Stellen Sie sich ein Kind vor, das versucht, eine Brücke zwischen zwei Punkten zu bauen.

  • Der Prozess: Das Kind muss erst zur Erinnerung an Punkt A gehen, dann zur Erinnerung an Punkt B, diese beiden Informationen im Kopf zusammenhalten, sie wie Puzzleteile zusammensetzen und dann erst die Verbindung zu Punkt C herstellen.
  • Das Bild: Es ist, als müsste man jeden Schritt neu berechnen. Man holt sich die Informationen jedes Mal frisch aus dem Regal, stapelt sie aufeinander und schaut, ob sie passen.
  • Im Gehirn: Dafür ist vor allem der Hippocampus zuständig (eine Art „Suchmaschine" im Gehirn). Dieser Teil ist bei Kindern und Erwachsenen gleich gut aktiv. Das bedeutet: Kinder können die einzelnen Erinnerungen genauso gut finden wie Erwachsene.

2. Die Strategie der Erwachsenen: Der erfahrene Architekt

Ein Erwachsener hingegen hat die Brücke bereits gebaut.

  • Der Prozess: Wenn ein Erwachsener die gleiche Aufgabe bekommt, muss er nicht mehr die einzelnen Puzzleteile suchen und stapeln. Er schaut einfach auf eine fertige Landkarte oder ein großes Bild, auf dem die Verbindung zwischen A und C bereits eingezeichnet ist. Die Information ist direkt abrufbar.
  • Das Bild: Stellen Sie sich vor, Sie kennen eine Stadt so gut, dass Sie nicht mehr jede einzelne Straße im Kopf nachzeichnen müssen, um von A nach C zu kommen. Sie wissen einfach: „Da ist der Weg."
  • Im Gehirn: Hier kommt ein neuer Held ins Spiel: der Angular Gyrus (ein Teil des hinteren Parietallappens). Dieser Bereich ist bei Erwachsenen aktiv, bei Kindern aber noch nicht. Er fungiert wie ein Ordnungssystem, das alle Erfahrungen so sortiert, dass die Verbindungen sofort sichtbar sind.

Was bedeutet das für uns?

Die Studie zeigt, dass unser Gehirn im Laufe der Kindheit nicht nur „mehr Speicherplatz" bekommt. Es ändert sich die Art und Weise, wie wir denken.

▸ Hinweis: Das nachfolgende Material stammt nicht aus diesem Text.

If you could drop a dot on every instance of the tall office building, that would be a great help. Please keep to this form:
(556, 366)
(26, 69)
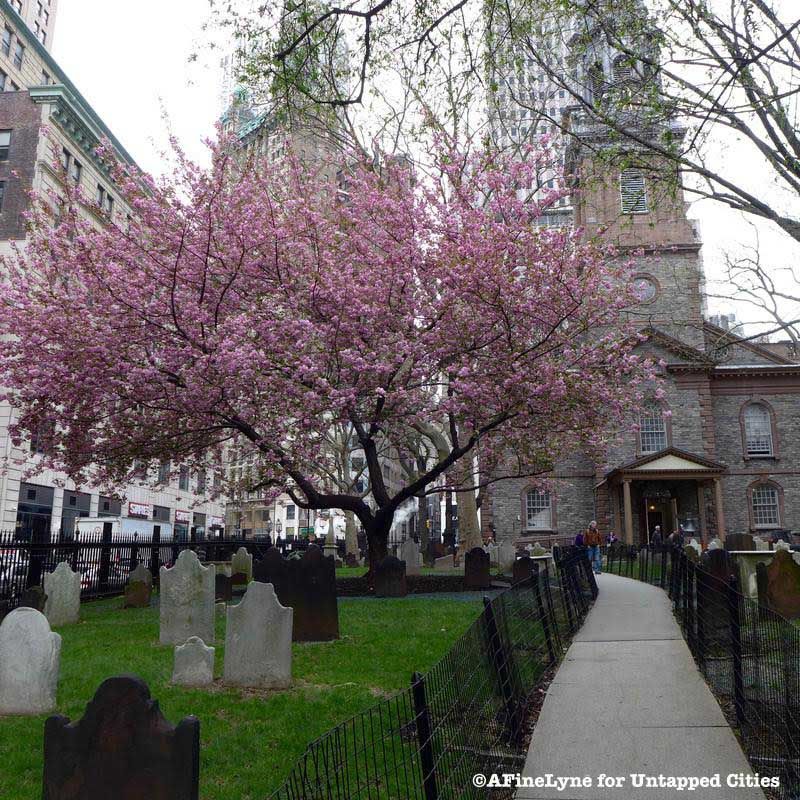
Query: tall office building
(45, 119)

  • Kinder denken wie Reisende, die jeden Weg neu erkunden müssen. Sie müssen die Informationen Schritt für Schritt zusammensetzen.
  • Erwachsene denken wie Einheimische, die eine mentale Landkarte im Kopf haben. Sie greifen auf fertige, strukturierte Wissen zu.

Das Fazit:
Das Gehirn reift nicht einfach nur auf, indem es schneller wird. Es entwickelt eine neue Art von „Super-Ordnungssystem" (den Angular Gyrus). Erst wenn dieses System im jungen Erwachsenenalter fertig ist, können wir komplexe Schlussfolgerungen nicht mehr mühsam herleiten, sondern einfach wissen. Es ist der Unterschied zwischen dem mühsamen Zusammenbauen eines Möbelstücks und dem einfachen Öffnen einer fertigen Schublade.